Especially hard hit is the Post Oak Savannah region of Texas, which is between the Blackland Prairies and the eastern Piney Woods. According to the Texas A&M Forest Service, the area extends from the Oklahoma border to south of San Antonio and was part of the historic oak belt that once ranged from near Canada to Central America.

Appel, who has researched oak wilt for decades, stressed that the current problem is not that disease. Oak wilt targets primarily live oaks whereas this situation is impacting post oaks, which are very resistant to the wilt.

To understand why post oaks are declining, he explained, one needs to understand their ecology. Post oaks are a type of white oaks, which are “very, very susceptible to site disruption and rapid environmental changes.

“They have particular areas where they like to grow, but as they get older and bigger, the stand gets more crowded.

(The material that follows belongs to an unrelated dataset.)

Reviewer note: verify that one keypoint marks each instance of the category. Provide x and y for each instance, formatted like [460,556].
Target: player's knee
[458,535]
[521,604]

That means the competition for resources gets to be a problem,” Appel said. “So when we go through rapid environmental extremes from year to year, that makes for a tough time on the post oak physiology.”

That’s why plant pathologists peg the 2011 drought as the beginning of the decline of so many post oaks in Texas. Following the drought, several years of unusual weather patterns made it hard for the large, old post oaks to compete for the carbohydrates they need to live.

“Then this year included an extremely wet spring followed by a very hot, dry period,” Appel said. “Those two factors combined with the stress that was put on these trees in 2011 to cause the death of so many post oaks this year.